Referring to the golden calf
incident, the apostle goes on to say, “Do not be idolaters as some of them were; as it is
written, "The people sat down to eat and drink and rose up to play.’”
These
words call us to consider all the things that we place before God. What role does money and wealth play in our
lives? Does it give us our sense of
security? What do our actions say about
the place it has in our life when it comes time to give back a portion to God
in our offerings?
Paul
refers to the sexual sin involved in paganism when Israel worshipped Baal Peor
as he says, “We must not indulge in sexual immorality as some of them did,
and twenty-three thousand fell in a single day.” What role does sexual immorality play in our
life? Are we engaging in sexual intercourse outside of marriage? Do we look at
pornography on our phone? Do we accept
the fact the relatives are living together outside of marriage without any kind
of objection?
The apostles then adds, “We must not put Christ to the test, as some of them did and were destroyed by serpents, nor grumble, as some of them did and were destroyed by the Destroyer.” The Israelites put Christ to the test when they complained and grumbled about the manna God was giving them. Do we complain about the way God cares for us?
Paul
has referred to several different events in Israel’s history. Then he adds, “Now these things happened to
them as an example, but they were written down for our
instruction, on whom the end of the ages has come.” These events are not just ancient
history. They do not simply show us how
miserably Israel failed. They are instead examples that have been written down for
our instruction. The Holy Spirit has
provided them through the inspired Word to teach us. They teach us – the ones
upon whom the end of the ages has come.
Israel’s
history is your history. Baptized into
Christ, the seed of Abrahm, you are now the offspring of Abraham. You are, as Paul tells the Galatians, the
Israel of God. The apostle says that God
has given us this history in the Scriptures to teach us. Of course, to learn from it you have to study
it. That means you have actually have to
read it.
So
where are you on this? What role does
the reading and study of Scripture have in your life? How much do you actually read each week? How much time do you spend studying God’s
Word, and how does that compare to the time you spend on your hobbies and
interests? Do you attend Bible
class? Are you making sure that your children
attend Sunday school? These things were
written down for our instruction. But
they can’t instruct us if we don’t take the time to read and study them.
We
approach the Scriptures as God’s Word given to instruct us. And we do this because we know that we are
those upon whom the end of the ages has come.

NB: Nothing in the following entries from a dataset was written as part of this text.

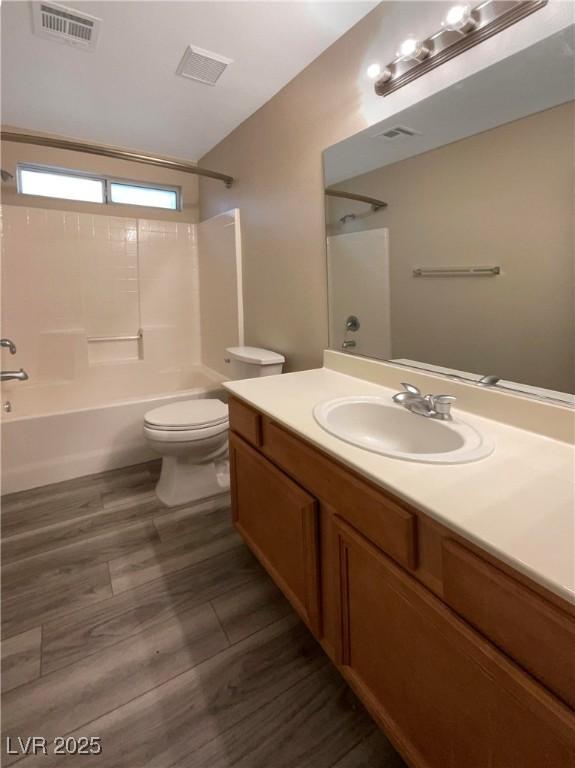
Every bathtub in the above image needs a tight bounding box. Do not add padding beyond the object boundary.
[1,366,226,494]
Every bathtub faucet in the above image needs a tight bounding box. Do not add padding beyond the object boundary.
[0,368,29,381]
[0,339,16,355]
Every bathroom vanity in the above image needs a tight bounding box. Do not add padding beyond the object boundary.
[227,360,575,768]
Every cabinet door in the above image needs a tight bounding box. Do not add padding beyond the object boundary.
[334,517,575,768]
[230,433,320,635]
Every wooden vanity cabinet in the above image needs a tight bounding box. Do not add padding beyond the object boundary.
[334,517,575,768]
[230,433,321,635]
[230,399,575,768]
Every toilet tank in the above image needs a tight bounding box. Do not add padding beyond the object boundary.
[226,347,285,379]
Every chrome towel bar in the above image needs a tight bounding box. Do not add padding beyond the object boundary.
[412,267,501,277]
[88,330,144,343]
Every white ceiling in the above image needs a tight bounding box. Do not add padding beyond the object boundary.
[1,0,377,160]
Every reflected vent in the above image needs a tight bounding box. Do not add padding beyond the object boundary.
[32,3,102,48]
[372,125,421,141]
[176,45,233,85]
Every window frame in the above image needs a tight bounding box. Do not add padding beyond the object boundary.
[16,162,183,213]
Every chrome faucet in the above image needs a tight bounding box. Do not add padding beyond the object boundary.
[477,375,501,387]
[0,339,16,355]
[0,368,29,381]
[0,339,28,381]
[393,382,456,421]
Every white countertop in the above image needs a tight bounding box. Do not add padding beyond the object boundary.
[224,368,575,602]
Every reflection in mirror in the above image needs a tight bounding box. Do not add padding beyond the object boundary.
[324,28,575,401]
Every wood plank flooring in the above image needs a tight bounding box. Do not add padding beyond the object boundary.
[1,462,405,768]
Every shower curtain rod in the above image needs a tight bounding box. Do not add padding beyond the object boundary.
[325,189,387,211]
[0,131,234,189]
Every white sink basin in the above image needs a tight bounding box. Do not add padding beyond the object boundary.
[313,395,494,464]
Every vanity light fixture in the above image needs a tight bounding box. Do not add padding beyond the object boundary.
[376,0,548,96]
[441,5,477,34]
[365,64,381,80]
[397,37,429,61]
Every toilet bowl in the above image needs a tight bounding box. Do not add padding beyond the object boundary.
[144,398,230,507]
[144,347,284,507]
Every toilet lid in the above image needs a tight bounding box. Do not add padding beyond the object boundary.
[144,398,228,429]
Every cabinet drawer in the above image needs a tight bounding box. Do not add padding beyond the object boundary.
[228,397,262,448]
[443,540,575,708]
[262,418,417,568]
[230,434,321,636]
[335,517,575,768]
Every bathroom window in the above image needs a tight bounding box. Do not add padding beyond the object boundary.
[18,164,181,211]
[18,166,105,203]
[110,181,179,211]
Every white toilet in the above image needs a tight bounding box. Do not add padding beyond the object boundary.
[144,347,284,507]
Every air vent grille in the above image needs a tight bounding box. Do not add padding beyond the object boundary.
[32,3,101,48]
[176,45,236,85]
[373,125,420,141]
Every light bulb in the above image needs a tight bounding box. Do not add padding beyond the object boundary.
[366,64,381,80]
[399,37,418,56]
[398,37,429,61]
[443,5,475,32]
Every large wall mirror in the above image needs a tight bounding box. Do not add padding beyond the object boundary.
[324,27,575,403]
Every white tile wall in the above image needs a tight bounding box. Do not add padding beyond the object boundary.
[2,206,201,397]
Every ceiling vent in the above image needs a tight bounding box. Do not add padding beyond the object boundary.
[176,45,233,85]
[372,125,421,141]
[32,3,102,49]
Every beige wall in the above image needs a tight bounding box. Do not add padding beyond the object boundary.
[0,126,201,222]
[200,0,571,370]
[327,102,575,392]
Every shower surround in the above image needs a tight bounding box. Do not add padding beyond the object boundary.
[2,205,243,493]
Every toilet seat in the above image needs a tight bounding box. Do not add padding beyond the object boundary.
[144,398,228,432]
[144,421,229,443]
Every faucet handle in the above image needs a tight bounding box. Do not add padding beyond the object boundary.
[431,395,457,416]
[401,381,421,395]
[0,339,16,355]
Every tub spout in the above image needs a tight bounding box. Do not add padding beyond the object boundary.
[0,368,29,381]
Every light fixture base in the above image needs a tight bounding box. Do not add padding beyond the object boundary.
[374,0,548,96]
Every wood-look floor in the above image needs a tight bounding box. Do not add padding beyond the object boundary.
[1,463,404,768]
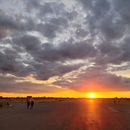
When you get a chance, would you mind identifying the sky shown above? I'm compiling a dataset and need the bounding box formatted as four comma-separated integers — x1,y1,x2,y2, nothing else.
0,0,130,97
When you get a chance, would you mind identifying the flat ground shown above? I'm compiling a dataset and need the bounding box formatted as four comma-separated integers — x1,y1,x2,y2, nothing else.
0,99,130,130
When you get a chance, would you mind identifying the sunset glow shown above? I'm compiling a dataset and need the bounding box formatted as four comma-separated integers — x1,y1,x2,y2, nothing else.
88,92,95,98
0,0,130,98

That is what happened in Jesus Christ.
In the fullness of time – at the right moment in history – God sent forth
his Son as he was conceived by the Holy Spirit and born of the virgin
Mary.
Jesus received the
end time judgment of God in our place when he died on the cross. He received the wrath of the Day of the Lord
as he suffered and died. But death was
not the end. Instead, on the third day
God raised him from the dead.
Now resurrection is,
by definition, a Last Day event. The Scriptures teach us that God will raise
the dead on the final day of judgment.
But, in Jesus Christ something new burst onto the scene. God raised Jesus from the dead as the first
fruits of the resurrection. In Christ,
the resurrection of the Last Day has already started! That is why Paul can say that the end of the
ages has come upon us.
God raised Jesus
through the work of the Spirit. In
baptism you received the washing of rebirth and renewal by the Spirit. The presence of the Spirit within you is the
guarantee that you too will share in Jesus’ resurrection when he returns in
glory.
The Spirit is also
the One who enables you take up the struggle against sin that Paul describes in
our text. He gives us the ability to run the race of life with our eternal
purpose firmly in view. He is the One
who helps us to discipline our body and keep it under control. He is the One who instructs you through his
inspired Word. So let us listen to that
Word this week. Let us read and study
the Scriptures. They were written for our instruction – the ones upon whom the
ends of the ages has come in Christ Jesus.